Porque enfrentarse a la materialidad de los hechos significa también y sobre todo considerar lo que quieres hacer con tu cuerpo y tu vida. También significa aceptar que la muerte pone fin a la vida, incluso a causa de una pandemia. También significa respetar la muerte, y no pensar que puedes evitarla confiando en la medicina. Todos vamos a morir, todos nosotros. Es la condición humana: sufrimos, nos enfermamos, morimos. A veces con poco, a veces con mucho dolor. La loca medicalización, con su delirante propósito de derrotar a la muerte, no hace más que arraigar la idea de que la vida debe ser preservada, no vivida. No es lo mismo.
Si la salud – como la OMS ha venido afirmando desde 1948 – no es simplemente la ausencia de enfermedad, sino el pleno bienestar físico, mental y social, es evidente que toda la humanidad está crónicamente enferma, y ciertamente no a causa de un virus. ¿Y cómo se debe lograr este bienestar total, con una vacuna y un antibiótico a tomar en un ambiente aséptico, o con una vida vivida en libertad y autonomía? Si los hospitales pasan tan fácilmente la “presencia de parámetros vitales” como una “forma de vida”, ¿no es porque han olvidado la diferencia entre la vida y la supervivencia?
El león, el llamado rey de los animales, símbolo de la fuerza y la belleza, vive una media de 10-12 años hasta que es libre en la sabana. Cuando está en un zoológico seguro, su vida útil puede duplicarse. Encerrado en una jaula, es menos hermoso, menos fuerte, es triste y obeso. Le han quitado el riesgo de la libertad para darle seguridad. Pero de esta manera ya no vive, a lo sumo puede sobrevivir. El ser humano es el único animal que prefiere pasar sus días en cautiverio en lugar de en la naturaleza. No necesita que un cazador le apunte con un rifle, está voluntariamente entre rejas. Rodeada y aturdida por las prótesis tecnológicas, la naturaleza ya no sabe lo que es. Y está feliz, incluso orgulloso de la superioridad de su inteligencia. Habiendo aprendido a hacer las matemáticas, sabe que ocho días como un ser humano es más que uno como un león. Sus parámetros vitales están presentes, sobre todo el considerado fundamental por nuestra sociedad: el consumo de bienes.

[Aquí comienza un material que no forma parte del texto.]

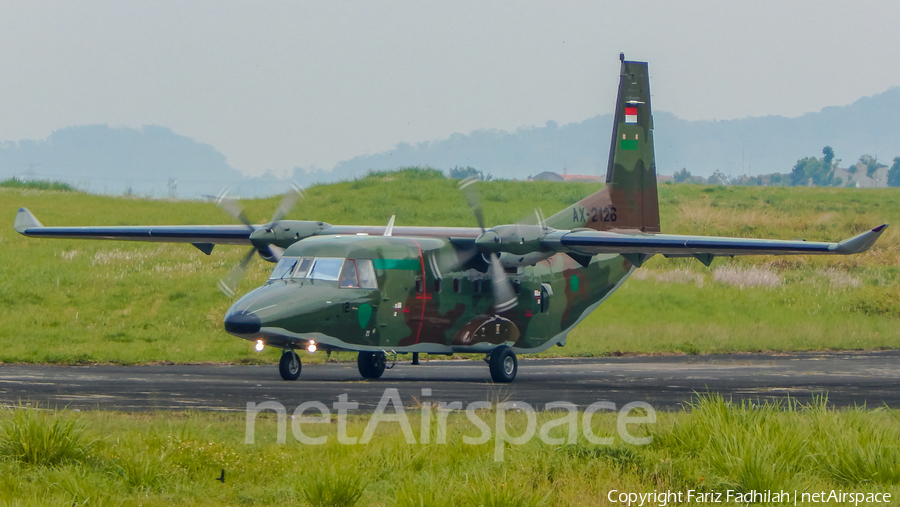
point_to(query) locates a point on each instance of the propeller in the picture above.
(503, 291)
(231, 206)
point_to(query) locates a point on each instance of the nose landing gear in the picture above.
(289, 366)
(503, 365)
(371, 364)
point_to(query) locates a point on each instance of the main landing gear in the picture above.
(372, 364)
(503, 365)
(289, 366)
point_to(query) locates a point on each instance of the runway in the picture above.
(666, 382)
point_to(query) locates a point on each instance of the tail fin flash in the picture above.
(629, 200)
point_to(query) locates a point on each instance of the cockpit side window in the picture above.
(358, 273)
(302, 267)
(326, 268)
(349, 279)
(284, 268)
(366, 272)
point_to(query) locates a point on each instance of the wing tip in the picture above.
(25, 220)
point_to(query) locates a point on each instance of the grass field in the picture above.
(67, 301)
(105, 458)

Hay algo paradójico en el hecho de que los habitantes de nuestra titánica civilización, tan apasionados por los superlativos, se pongan nerviosos frente a uno de los microorganismos vivos más pequeños. ¿Cómo se atreven unas pocas decenas de millonésimas de pulgada de material genético a poner en peligro nuestra existencia pacífica? Es la naturaleza. Dicho brutalmente, hablando entre nosotros, considerando lo que le hemos hecho, también sería justo que acabara con nosotros. Y todas las vacunas, cuidados intensivos, hospitales en el mundo, nunca podrán hacer nada al respecto. En lugar de pretender domesticarla, deberíamos (re)aprender a vivir con la naturaleza. En sociedades salvajes, es decir, sin relaciones de poder, no en los estados civilizados.
Pero esto implicaría un “cambio de comportamiento” que sería muy mal recibido por los que nos gobiernan, por los que quieren gobernarnos y por los que quieren ser gobernados.